Chegados aqui, resta-nos conhecer os contornos e a profundidade do próximo ataque. Como se não existisse amanhã, vamos gerindo em puro registo Kafkiano, a nossa desconfiança quotidiana. Num ciclo político atípico, quais são afinal as motivações que se escondem nos silêncios e nas inações, por parte daqueles que assumiram a responsabilidade de garantir e defender uma democracia verdadeira e sadia? Neste circo mediático, presas e predadores vão arquitetando estratégias e ações para paulatinamente sobreviverem. Entretanto, vamos alimentando a esperança de que estes gatos não tenham sete vidas, escasseando-lhes o tempo para alimentar a irreversibilidade da delapidação democrática a que temos assistido.

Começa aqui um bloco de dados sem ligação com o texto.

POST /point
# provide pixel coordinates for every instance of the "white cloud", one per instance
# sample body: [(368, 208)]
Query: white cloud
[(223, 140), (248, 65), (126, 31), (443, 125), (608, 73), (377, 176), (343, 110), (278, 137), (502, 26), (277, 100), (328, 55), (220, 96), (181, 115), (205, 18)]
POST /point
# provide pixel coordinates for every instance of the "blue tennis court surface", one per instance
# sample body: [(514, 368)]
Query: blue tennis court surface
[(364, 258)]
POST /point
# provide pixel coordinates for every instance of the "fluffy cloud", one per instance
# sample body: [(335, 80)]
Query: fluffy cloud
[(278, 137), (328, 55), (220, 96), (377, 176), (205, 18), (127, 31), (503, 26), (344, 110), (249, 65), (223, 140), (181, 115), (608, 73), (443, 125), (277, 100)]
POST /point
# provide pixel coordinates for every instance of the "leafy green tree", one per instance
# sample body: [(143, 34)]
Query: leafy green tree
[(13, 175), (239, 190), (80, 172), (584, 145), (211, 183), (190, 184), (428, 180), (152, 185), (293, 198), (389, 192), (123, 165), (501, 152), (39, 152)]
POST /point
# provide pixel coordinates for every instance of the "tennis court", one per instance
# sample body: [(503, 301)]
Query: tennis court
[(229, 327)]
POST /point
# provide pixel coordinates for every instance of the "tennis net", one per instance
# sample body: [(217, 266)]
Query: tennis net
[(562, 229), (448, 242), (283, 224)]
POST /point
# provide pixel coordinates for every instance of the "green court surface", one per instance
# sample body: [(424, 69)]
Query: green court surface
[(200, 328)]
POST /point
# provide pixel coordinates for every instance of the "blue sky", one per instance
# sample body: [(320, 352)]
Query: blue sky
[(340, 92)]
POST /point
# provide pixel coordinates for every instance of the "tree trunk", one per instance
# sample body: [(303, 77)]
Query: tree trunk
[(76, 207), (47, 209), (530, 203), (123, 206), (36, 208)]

O anúncio da inconstitucionalidade de várias normas do OE emergiu numa semana em que ainda se fazem sentir as ondas de choque do último ato eleitoral. Ainda há quem resista na compreensão e interiorização de que o espectro político europeu sofreu uma transformação sem precedentes, de que os verdadeiros vencedores foram a abstenção e quem decidiu votar em branco ou invalidar o voto. A classe política portuguesa parece não ter ainda percebido que, em termos reais, os votos de cada força política, são residuais e voláteis. Há quem ainda não tenha querido perceber que tudo permanece em aberto para o próximo combate eleitoral. Há quem ainda não tenha percebido que a sociedade portuguesa exige verdade nas palavras e nos atos, que o jogo do gato e do rato tem de chegar rapidamente ao fim.

Entendamos as convulsões internas em algumas forças políticas como uma possível tomada de consciência daquela dura realidade. Talvez a reposição dos valores democráticos que foram ficando presos nas ratoeiras do poder exijam convulsão interna e medidas radicais que possam fraturar visões individualistas e redutoras do nosso país enquanto nação soberana e enquanto membro de uma Europa dividida. Discutir com verdade e com consequência é acima de tudo um ato de responsabilidade. Defender aquilo em que se acredita é o mais genuíno sinal de liberdade e de democracia. Atacar os valores constitucionalmente consagrados pode ser afinal o isco para que se invertam os papéis entre presas e predadores. Talvez a abertura da verdadeira época de caça ainda não tenha sido declarada!